In October 1898 the Company finally obtained an extension of land and mining rights into Ovamboland. At long last the field was set for some serious play.


The initial exploration costs had been considerable and had consumed virtually all of the Company's existing capital. The board was now seeking finances to exploit the rich ore deposit, and as the venture lay within the German Protectorate it decided that a new company should be formed with the support of the German banks.


 The Otavi-Minen-und-Eisenbahngesellschaft  (O.M.E.G.)

On 6 April 1906 the Otavi Minen-und-Eisenbahngesellschaft was founded in London with an authorized capital of 2 million British Pounds (40 million Marks) divided into 400,000 Ordinary shares of M.100 each and 400,000 Founder's shares of no face value.
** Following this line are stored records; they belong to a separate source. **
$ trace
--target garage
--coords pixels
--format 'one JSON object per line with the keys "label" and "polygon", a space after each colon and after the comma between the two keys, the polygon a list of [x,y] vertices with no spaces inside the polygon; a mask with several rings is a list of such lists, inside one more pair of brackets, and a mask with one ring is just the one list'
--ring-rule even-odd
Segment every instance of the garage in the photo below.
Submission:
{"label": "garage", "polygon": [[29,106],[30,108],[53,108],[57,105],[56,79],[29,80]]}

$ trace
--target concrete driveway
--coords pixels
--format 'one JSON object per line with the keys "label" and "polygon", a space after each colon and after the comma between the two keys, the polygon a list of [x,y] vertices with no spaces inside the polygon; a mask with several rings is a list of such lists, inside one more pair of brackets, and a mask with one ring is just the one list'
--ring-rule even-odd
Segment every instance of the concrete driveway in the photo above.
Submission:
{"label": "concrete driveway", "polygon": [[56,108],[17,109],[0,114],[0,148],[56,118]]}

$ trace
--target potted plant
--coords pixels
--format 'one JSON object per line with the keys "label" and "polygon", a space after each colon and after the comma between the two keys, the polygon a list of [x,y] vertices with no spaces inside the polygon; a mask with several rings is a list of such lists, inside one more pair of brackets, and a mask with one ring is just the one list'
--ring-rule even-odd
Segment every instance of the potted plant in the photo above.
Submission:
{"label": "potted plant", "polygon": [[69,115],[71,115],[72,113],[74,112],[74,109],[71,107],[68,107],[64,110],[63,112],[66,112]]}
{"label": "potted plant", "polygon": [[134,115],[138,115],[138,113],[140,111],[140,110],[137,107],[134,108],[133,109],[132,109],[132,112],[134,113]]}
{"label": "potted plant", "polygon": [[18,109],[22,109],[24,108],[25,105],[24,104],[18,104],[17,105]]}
The South West Africa Company was allocated 200,000 Founders shares that would receive 25% of the surplus profits of the O.M.E.G, after provision for reserve fund. Directors remuneration and the payment of a dividend of 5% on the Ordinary share capital. The contract was made with the Disconto-Gesellschaft, of Berlin, and the Exploration Company, of London. The Mineral rights over an area of 1,000 square miles would be transferred to the new company, and also the option to take surface rights over one half of the same area and certain other rights necessary for the construction of a railway.

The new company quickly sent a team of thirty-three miners under the supervision of Chief Engineer Christopher James to investigate the viability of the concession area.


There was no fresh water at the Tsumeb Mine site and the nearest supply point was at Lake Otjikoto about 18km distance from where drinking water was shipped in daily. Two exploratory shafts were sunk 75 metres apart and James soon reported on the hardness of the ground at certain levels. James and his team over-came the obstacles and doing it spent about 50,000 British Pounds, a considerable sum in those days, proving the deposits at Tsumeb.


The first shipment of ore was sent by ox-wagon to Swakopmund on 28 December 1900. It weighed a total of 9 tons and  comprised of 101 bags of ore of which 21 contained chalcocite, 20 of galena, 20 of mixed copper and lead ore, and 40 bags of test samples.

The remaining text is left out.